(1.) THIS civil revision petition is filed under Article 227 of the Constitution in somewnat unusual circumstances, which can be stated briefly. A suit O. S. No. 21 of 1968 was pending between Kichenaramanoudjam Chettiar (Plaintiff) and alamelu Ammale and four other persons, in the Court of the Premier Instance at karaikal. That suit was instituted on 7-4-1967. The Pondicherry Legislature passed the Pondicherry Civil Courts Act, 1966 (Act 12 of 1966 ). This Act provided for the replacement of the existing hierarchy of Courts dealing with civil law in the pondicherry Union Territory (which was formerly a part of the overseas territories of France) by a hierarchy of Courts following the same pattern as in the Indian union. To illustrate this, under Section 6 (1) of the Act, the Tribunal Superieur d' appel becomes the Court of the District Judge, the Tribunal of the Premier instance becomes the Court of a Sub-Judge and the Court of the Judges de Paix becomes the Munsif's Court. This Act was to come into force on such date as the Pondicherry Government by notification in the official gazette may appoint. Thereafter, the Parliament enacted the Pondicherry (Extension of Laws) Act, 1968 (Act 26 of 1968) which came into force on 5-9-1968. The Pondicherry Civil Courts Act was also brought into force on the same date. Section 3 (1) of the Pondicherry (Extension of Laws) Act extended the various enactments mentioned in Part I of the Schedule, to the Pondicherry state subject to the modification mentioned in the schedule, from the abovesaid date. The Code of Civil Procedure, 1908, is one of enactments mentioned in the schedule. That Code as in force in the State of Madras on the 1st day of August 1966 was extended to Pondicherry. A certain modification was made in column 5 of the schedule by stating that any judgment, decree or order passed or made before the enactment under the preexisting law in Pondicherry shall be deemed to have been made or passed under the Civil Procedure Code; but any period of limitation in respect of such judgment, decree or order under the pre existing law should not be treated as having been extended. Correspondingly there was also introduced in the pondicherry (Extension of Laws) Act a repealing and saving provision as follows:--
(2.) ORIGINALLY, the revision petition, purporting to be under Article 227 of the constitution, was filed in this Court by one Ameer Mohammed, one of the lawyers who figured as the third petitioner in the LA. In an interlocutory order passed by me on 21-1-1969 I directed the petitioner's counsel to supply information as to whether Ameer Mohammed, the petitioner in the civil revision petition, had any interest in 9. S. No. 21 of 1968 In which the aforesaid I. A. is sought to be filed. Thereupon, the petitioner's counsel substituted, in the place of Ameer Mohamed, two persons D. M. J. Delaflore and A. Veda, who were advocates appearing for the parties in O. S. No. 21 of 1968. The other advocates who appeared as petitioners in the I. A. , as well as the parties in the suit were impleaded as respondents. The matter has thereafter come for hearing. The petitioners dispensed with notice to respondents 6 to 8. Since the question involved an important principle of procedure under the new enactments notice was also given to the learned government pleader of Pondicherry. At the time of the hearing of the petition, Sri n. Arunachalam, learned counsel appearing for the petitioners and the learned government Pleader for Pondicherry submitted their arguments.
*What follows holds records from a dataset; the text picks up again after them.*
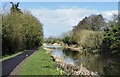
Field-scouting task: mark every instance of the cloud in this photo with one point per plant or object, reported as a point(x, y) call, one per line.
point(62, 20)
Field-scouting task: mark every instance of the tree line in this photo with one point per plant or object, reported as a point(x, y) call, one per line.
point(96, 35)
point(20, 30)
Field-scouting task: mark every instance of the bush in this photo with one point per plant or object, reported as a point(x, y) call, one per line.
point(20, 31)
point(89, 39)
point(111, 40)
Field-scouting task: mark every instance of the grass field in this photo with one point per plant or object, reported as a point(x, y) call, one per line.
point(12, 55)
point(40, 64)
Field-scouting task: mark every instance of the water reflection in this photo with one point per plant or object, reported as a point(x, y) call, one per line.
point(104, 65)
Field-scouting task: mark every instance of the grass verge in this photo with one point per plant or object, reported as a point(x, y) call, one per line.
point(12, 55)
point(40, 64)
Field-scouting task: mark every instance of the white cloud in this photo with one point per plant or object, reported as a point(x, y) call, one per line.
point(62, 20)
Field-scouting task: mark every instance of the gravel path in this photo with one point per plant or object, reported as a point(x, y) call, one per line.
point(10, 64)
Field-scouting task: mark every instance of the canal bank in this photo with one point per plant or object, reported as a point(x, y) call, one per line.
point(103, 65)
point(69, 68)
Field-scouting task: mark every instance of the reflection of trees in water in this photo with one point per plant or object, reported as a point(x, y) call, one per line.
point(104, 65)
point(113, 68)
point(70, 52)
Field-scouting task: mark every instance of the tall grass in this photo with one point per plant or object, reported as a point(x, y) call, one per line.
point(89, 39)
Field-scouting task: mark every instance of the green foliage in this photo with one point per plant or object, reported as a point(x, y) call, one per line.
point(52, 40)
point(111, 41)
point(36, 65)
point(89, 39)
point(20, 31)
point(93, 22)
point(69, 39)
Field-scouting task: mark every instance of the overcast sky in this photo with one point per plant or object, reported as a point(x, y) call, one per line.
point(59, 17)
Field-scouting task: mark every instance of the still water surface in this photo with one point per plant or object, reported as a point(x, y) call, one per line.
point(104, 65)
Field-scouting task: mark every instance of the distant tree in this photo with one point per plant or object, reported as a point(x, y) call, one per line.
point(15, 8)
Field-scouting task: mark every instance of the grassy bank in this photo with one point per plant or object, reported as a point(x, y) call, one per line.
point(11, 55)
point(40, 64)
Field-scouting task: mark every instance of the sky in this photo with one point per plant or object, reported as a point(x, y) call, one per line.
point(60, 17)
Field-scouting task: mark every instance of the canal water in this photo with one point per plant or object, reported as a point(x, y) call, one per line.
point(104, 65)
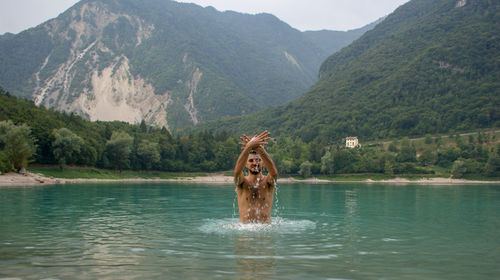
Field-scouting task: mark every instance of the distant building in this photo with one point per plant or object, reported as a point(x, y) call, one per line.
point(351, 142)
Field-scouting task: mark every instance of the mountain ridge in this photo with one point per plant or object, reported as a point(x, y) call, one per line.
point(429, 67)
point(164, 62)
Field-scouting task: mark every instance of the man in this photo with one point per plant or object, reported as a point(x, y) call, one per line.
point(255, 191)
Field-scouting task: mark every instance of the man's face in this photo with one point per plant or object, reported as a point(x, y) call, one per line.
point(254, 164)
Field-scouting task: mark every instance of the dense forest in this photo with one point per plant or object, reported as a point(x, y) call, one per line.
point(197, 56)
point(45, 136)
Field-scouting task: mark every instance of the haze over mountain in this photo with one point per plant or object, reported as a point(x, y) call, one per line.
point(170, 64)
point(429, 67)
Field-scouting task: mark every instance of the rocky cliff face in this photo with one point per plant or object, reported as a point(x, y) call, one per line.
point(167, 63)
point(96, 88)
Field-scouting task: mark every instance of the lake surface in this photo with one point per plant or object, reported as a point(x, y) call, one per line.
point(189, 231)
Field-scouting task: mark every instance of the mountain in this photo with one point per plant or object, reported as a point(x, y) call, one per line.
point(170, 64)
point(429, 67)
point(332, 41)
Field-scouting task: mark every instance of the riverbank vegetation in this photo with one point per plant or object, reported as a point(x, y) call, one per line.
point(46, 137)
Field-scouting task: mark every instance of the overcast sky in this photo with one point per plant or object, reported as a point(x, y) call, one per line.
point(18, 15)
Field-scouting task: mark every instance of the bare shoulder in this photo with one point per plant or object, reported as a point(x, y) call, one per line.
point(270, 181)
point(241, 181)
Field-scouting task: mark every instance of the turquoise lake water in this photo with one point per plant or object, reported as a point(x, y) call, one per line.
point(191, 231)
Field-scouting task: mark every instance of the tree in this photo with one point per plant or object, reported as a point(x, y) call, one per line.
point(459, 169)
point(388, 168)
point(118, 149)
point(492, 167)
point(327, 164)
point(17, 144)
point(148, 153)
point(65, 146)
point(305, 169)
point(427, 157)
point(407, 152)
(3.) TO begin with. It must be pointed out that the petition as framed in the lower court was by five members of the Bar, two of whom alone were counsel appearing for the parties in O. S. No. 21 of 1968 and the other three were counsel not on the record of the suit but were counsel practising in Karaikal. It is very doubtful whether they have any locus standi to file an application of the present kind. Another preliminary objection to the proceeding will be that the prayer in the petition, which I have extracted above, is of a very vague and general kind which is almost academic in the sense that the Court is asked to lay down a general proposition that all pending suits in Pondicherry Courts shall continue to be dealt with under the procedure of the French Law ie. , under the French Civil Code and not under the Indian Civil Procedure Code notwithstanding the specific provision in the Extension of Laws Act to which I have above referred. It will be very improper to give what amounts to a general legal opinion touching a general problem in an I. A. purporting to be in a suit but without reference to any specific points in this suit. No specific particulars as to the rights affected by the repealing and saving enactment so far as the parties in the pending suit are concerned are set forth.